Mais, après une brève période d’affrontement électoral, chacun voit son intérêt dans cette alliance de circonstance. Pour la plupart jeunes, rompus à la communication numérique et à l’agit-prop, les militants identitaires trouvent un débouché professionnel dans les collectivités administrées par le FN. Et ce dernier, en plein essor électoral, est trop heureux de récupérer des cadres correctement formés, dont il manque cruellement.

« Depuis 2012, la stratégie du Bloc identitaire [rebaptisé “Les Identitaires” en juillet 2016] est de pratiquer l’entrisme, relève l’historien Stéphane François, spécialiste des droites radicales. Le deal, c’est d’un côté pour le FN de récupérer des militants avec un savoir-faire, et de l’autre, pour les identitaires, la possibilité de pratiquer l’entrisme idéologique. » 

Au Front national, certains plaisantent à ce sujet : « Ce sont nos trotskistes. » L’entreprise n’est pas sans efficacité. Comme le note Stéphane François, les thématiques portées par les identitaires dominent au sein de l’extrême droite, même si la direction du FN rechigne, pour l’instant, à calquer sa ligne sur la leur.

« C’est un tueur en com’ »

La députée de Vaucluse Marion Maréchal-Le Pen, elle, assure n’avoir « jamais eu de problèmes » avec ces militants. La jeune femme a rameuté un certain nombre d’entre eux au sein du parti et n’hésite pas à populariser leurs thèses. « Philippe Vardon, c’est un tueur en com’, il est très bien formé politiquement. C’est leur maître à penser », assure Mme Maréchal-Le Pen à propos de celui qu’elle a poussé comme tête d’affiche de ses listes aux élections régionales en 2015.

Pas étonnant, donc, de retrouver le « tueur » au sein de la cellule « idées-images » de Marine Le Pen. Ou comme prestataire de services, avec son frère Benoît Vardon, du député européen Nicolas Bay. Ce dernier a d’ailleurs embauché comme assistant parlementaire l’ancien patron des identitaires marseillais, Guillaume Pradoura.

Et la nièce de Marine Le Pen, quant à elle, a salarié au conseil régional de PACA Damien Rieu – un pseudo –, chef de file de Génération identitaire (la branche « jeunes » du Bloc identitaire) et contributeur du site de la fachosphère « Fdesouche ». Le jeune homme a aussi cofondé la société de communication Janus, prestataire de la députée.
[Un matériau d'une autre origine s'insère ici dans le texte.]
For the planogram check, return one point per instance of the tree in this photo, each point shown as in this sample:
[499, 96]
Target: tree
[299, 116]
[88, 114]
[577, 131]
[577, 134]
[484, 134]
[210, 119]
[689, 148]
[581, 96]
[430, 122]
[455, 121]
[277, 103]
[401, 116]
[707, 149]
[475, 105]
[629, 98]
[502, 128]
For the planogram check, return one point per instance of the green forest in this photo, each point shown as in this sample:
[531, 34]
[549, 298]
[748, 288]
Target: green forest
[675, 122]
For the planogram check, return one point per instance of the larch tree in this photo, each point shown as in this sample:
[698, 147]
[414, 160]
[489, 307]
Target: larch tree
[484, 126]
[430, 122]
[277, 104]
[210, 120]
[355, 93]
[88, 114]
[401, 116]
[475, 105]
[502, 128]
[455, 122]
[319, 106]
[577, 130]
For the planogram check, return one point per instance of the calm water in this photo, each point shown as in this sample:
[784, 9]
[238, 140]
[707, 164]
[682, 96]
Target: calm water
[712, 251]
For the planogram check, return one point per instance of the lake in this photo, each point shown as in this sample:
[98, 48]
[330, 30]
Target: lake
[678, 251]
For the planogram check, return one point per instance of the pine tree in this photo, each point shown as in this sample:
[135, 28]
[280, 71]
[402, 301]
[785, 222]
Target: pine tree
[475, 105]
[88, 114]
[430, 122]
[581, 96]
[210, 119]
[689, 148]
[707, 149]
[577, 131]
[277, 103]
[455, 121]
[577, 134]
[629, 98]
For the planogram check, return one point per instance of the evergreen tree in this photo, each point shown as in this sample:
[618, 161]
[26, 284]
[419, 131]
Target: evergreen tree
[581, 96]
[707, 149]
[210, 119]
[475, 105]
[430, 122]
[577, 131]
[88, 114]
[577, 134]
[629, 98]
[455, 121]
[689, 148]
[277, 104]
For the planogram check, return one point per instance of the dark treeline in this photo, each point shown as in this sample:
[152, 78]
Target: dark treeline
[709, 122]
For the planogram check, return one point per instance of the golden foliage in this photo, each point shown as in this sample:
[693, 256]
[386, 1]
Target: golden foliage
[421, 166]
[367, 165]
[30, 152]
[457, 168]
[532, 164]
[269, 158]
Malgré cette porosité, le mot « identitaire » sent encore le soufre au FN. « Il n’y a pas de traitement de structure à structure, tient à préciser un dirigeant frontiste. Quelques éléments raisonnables travaillent avec nous. D’autres sont plus folkloriques. La mouvance est assez hétérogène. » Si Mme Maréchal-Le Pen se félicite du fait que les identitaires « s’associent » aux manifestations frontistes sur le terrain – « le FNJ [Front national de la jeunesse] est souvent avec eux » –, le directeur du FNJ, Gaëtan Dussausaye, assure pour sa part qu’il n’y a « aucun travail commun »« Ce sont des associations qui défendent des visions et des objectifs différents », affirme ce proche du vice-président du FN, Florian Philippot. Entre la « fatwa » et l’amour fou, il reste une marge.